Given that f(x)=x^3+ax^2+bx has critical points at x=1 and x=5, find a and b and classify the critical points as maxima, minima, or neither.
f' = 3x^2+2ax+b
Now just find a and b so that f' has factors (x-1)(x-5)
Then you can determine the rest using f".
To find the values of a and b, we need to use the concept of critical points. Critical points occur when the derivative of a function is equal to zero or is undefined. In this case, f(x) has critical points at x = 1 and x = 5.
Step 1: Find the derivative of f(x) with respect to x.
f'(x) = 3x^2 + 2ax + b
Step 2: Set the derivative equal to zero and solve for x.
0 = 3x^2 + 2ax + b
Since we are given that x = 1 and x = 5 are critical points, we can set up two equations as follows:
Equation 1: 0 = 3(1)^2 + 2a(1) + b => 0 = 3 + 2a + b (substituting x=1)
Equation 2: 0 = 3(5)^2 + 2a(5) + b => 0 = 75 + 10a + b (substituting x=5)
Step 3: Solve the system of equations using the given critical points.
Using the equations obtained in Step 2, we can solve for a and b:
From Equation 1: 0 = 3 + 2a + b
Rearranging the equation: b = -3 - 2a
Substituting this value of b into Equation 2:
0 = 75 + 10a + (-3 - 2a)
Simplifying the equation:
0 = 72 + 8a
Solving for a:
-8a = 72
a = -9
Substituting the value of a into Equation 1:
b = -3 - 2(-9)
b = -3 + 18
b = 15
So, the values of a and b are a = -9 and b = 15.
Step 4: Classify the critical points as maxima, minima, or neither.
To classify the critical points, we need to determine the nature of these points. We can use the second derivative test.
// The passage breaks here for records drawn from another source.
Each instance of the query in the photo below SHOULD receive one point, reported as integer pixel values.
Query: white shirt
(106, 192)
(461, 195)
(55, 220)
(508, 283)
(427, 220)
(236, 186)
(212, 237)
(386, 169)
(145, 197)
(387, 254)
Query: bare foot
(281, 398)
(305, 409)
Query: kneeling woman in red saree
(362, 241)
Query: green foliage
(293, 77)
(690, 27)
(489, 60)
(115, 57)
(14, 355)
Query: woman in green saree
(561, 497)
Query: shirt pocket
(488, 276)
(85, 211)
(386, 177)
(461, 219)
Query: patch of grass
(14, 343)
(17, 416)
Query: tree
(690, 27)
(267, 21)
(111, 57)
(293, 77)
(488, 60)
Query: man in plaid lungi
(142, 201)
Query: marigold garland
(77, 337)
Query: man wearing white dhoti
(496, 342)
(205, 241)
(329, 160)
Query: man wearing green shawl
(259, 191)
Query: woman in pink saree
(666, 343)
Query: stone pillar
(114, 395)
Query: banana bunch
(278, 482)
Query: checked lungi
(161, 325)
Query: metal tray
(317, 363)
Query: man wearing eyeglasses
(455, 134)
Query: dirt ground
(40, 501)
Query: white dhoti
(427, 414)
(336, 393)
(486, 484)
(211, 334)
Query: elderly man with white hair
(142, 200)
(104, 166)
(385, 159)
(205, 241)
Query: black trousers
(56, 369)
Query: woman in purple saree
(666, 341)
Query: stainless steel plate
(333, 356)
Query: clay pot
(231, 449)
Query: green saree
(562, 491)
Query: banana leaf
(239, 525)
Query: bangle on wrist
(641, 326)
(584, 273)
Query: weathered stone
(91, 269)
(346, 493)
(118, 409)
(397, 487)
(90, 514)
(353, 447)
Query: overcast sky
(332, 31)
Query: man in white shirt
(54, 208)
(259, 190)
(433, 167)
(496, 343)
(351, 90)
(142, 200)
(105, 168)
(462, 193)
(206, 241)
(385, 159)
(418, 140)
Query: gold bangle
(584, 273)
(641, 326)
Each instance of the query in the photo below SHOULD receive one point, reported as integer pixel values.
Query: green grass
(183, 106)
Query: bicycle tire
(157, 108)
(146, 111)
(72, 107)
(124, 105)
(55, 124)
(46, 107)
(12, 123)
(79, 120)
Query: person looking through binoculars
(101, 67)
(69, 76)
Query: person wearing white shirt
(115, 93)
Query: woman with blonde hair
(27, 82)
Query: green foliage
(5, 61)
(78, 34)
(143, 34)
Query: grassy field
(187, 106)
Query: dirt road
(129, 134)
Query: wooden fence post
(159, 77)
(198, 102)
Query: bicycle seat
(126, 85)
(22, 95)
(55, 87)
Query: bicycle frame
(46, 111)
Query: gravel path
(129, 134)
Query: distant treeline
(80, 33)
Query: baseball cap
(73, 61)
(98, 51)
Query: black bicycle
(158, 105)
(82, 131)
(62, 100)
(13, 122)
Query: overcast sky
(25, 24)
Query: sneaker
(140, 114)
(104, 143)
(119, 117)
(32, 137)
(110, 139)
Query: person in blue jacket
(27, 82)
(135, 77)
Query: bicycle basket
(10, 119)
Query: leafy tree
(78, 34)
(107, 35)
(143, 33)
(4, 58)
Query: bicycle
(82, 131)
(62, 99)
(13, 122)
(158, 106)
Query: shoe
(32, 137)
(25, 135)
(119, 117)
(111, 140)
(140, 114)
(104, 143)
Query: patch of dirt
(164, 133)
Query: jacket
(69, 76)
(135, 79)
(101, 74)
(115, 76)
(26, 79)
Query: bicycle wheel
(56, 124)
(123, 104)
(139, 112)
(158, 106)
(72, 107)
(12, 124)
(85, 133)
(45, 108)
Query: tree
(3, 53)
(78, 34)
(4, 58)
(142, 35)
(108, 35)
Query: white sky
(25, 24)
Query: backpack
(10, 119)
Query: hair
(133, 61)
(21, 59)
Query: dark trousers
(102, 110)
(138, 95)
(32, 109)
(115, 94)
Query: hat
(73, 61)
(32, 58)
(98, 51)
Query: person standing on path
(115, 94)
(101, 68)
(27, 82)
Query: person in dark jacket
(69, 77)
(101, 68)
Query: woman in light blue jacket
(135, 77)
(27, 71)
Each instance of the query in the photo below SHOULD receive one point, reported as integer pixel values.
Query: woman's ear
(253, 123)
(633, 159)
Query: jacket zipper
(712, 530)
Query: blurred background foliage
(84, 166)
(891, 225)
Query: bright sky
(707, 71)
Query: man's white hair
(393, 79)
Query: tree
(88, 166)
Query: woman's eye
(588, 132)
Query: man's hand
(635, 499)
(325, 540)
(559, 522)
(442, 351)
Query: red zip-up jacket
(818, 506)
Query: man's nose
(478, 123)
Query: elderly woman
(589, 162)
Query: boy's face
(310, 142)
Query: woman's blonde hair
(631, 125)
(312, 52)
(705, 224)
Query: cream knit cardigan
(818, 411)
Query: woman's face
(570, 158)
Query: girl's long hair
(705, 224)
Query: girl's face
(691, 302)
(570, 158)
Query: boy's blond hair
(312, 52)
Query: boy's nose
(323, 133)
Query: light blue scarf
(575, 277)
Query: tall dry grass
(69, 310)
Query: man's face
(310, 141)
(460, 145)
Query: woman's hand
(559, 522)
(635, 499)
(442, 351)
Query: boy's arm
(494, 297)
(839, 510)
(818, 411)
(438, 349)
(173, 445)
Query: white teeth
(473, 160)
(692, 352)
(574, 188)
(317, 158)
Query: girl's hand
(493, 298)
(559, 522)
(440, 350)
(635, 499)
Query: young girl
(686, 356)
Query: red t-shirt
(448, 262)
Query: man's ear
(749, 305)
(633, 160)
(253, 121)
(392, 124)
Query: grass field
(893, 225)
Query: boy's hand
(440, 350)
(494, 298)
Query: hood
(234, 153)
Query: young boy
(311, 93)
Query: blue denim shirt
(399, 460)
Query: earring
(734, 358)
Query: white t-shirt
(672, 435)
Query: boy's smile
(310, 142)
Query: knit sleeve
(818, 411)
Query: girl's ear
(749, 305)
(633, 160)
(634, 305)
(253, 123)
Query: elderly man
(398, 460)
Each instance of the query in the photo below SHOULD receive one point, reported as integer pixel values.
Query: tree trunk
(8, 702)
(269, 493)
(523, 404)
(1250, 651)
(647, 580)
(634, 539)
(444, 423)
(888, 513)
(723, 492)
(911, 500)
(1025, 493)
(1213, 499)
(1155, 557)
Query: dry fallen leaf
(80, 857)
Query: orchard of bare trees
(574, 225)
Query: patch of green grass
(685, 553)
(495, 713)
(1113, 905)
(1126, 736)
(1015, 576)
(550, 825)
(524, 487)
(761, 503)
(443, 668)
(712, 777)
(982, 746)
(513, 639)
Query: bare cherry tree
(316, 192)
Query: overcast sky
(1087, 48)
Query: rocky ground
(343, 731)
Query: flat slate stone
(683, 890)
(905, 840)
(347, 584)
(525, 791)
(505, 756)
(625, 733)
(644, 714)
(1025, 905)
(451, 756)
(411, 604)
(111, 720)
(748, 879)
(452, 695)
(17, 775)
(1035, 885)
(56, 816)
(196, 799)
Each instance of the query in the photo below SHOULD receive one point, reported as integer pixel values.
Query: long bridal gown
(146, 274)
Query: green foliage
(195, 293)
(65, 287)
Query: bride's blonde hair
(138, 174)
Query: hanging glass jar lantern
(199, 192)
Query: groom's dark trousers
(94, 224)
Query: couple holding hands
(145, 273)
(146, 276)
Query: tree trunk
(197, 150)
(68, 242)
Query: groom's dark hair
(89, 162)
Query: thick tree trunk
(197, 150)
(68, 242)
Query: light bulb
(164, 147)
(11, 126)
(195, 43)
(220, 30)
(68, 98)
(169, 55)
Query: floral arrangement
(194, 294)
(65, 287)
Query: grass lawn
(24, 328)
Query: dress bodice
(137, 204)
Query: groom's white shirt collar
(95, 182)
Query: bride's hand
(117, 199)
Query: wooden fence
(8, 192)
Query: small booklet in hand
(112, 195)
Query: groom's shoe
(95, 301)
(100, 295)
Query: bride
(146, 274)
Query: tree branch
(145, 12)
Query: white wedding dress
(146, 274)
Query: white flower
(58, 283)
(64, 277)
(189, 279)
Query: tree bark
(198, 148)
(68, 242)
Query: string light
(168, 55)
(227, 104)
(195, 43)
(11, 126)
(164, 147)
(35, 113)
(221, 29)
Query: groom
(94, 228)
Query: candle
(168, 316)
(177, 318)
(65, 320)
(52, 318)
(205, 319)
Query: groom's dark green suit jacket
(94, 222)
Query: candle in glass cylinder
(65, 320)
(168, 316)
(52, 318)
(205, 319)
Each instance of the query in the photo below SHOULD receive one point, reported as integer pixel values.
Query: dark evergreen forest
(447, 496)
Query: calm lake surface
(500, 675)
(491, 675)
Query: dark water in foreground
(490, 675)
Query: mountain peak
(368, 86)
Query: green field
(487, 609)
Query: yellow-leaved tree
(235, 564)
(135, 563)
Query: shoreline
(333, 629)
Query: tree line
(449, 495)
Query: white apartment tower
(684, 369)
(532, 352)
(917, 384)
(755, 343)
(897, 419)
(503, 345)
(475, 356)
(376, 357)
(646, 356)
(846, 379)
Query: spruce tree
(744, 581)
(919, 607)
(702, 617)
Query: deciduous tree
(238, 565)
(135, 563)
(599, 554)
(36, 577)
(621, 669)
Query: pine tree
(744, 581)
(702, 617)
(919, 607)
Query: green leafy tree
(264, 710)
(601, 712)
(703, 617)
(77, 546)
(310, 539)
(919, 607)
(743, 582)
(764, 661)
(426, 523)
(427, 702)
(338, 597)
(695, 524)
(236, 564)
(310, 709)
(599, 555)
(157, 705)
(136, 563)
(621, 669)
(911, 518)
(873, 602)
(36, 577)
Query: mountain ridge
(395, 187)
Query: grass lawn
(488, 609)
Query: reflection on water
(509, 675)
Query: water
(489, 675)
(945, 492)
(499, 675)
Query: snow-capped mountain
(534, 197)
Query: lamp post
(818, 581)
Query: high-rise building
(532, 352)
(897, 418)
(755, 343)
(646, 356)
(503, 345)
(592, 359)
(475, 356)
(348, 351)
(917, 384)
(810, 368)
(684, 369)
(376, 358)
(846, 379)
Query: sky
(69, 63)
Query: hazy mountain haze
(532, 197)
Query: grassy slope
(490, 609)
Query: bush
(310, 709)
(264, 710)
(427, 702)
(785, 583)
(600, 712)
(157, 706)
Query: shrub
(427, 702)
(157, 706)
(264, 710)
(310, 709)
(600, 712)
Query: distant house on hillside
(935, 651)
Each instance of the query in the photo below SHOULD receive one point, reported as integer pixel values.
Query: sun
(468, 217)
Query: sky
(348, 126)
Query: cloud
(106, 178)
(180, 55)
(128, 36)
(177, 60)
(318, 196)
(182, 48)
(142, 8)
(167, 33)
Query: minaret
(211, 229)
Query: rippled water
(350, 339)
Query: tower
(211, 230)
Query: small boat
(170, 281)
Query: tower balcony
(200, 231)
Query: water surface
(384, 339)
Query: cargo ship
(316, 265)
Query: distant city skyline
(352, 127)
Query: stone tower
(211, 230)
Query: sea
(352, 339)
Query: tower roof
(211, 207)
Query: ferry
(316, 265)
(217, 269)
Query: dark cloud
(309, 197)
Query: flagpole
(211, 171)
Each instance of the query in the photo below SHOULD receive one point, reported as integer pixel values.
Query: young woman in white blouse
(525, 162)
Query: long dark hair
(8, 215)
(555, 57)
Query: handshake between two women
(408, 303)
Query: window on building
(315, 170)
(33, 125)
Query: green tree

Step 4.1: Find the second derivative of f(x).
f''(x) = 6x + 2a
Step 4.2: Evaluate the second derivative at x = 1 and x = 5.
For x = 1:
f''(1) = 6(1) + 2(-9) = 6 - 18 = -12
For x = 5:
f''(5) = 6(5) + 2(-9) = 30 - 18 = 12
Step 4.3: Analyze the second derivative test.
If f''(1) > 0, then the critical point at x = 1 is a local minimum.
If f''(1) < 0, then the critical point at x = 1 is a local maximum.
If f''(5) > 0, then the critical point at x = 5 is a local minimum.
If f''(5) < 0, then the critical point at x = 5 is a local maximum.
Based on the results:
- Since f''(1) = -12 < 0, the critical point at x = 1 is a local maximum.
- Since f''(5) = 12 > 0, the critical point at x = 5 is a local minimum.
Therefore, the critical point at x = 1 is a local maximum, and the critical point at x = 5 is a local minimum.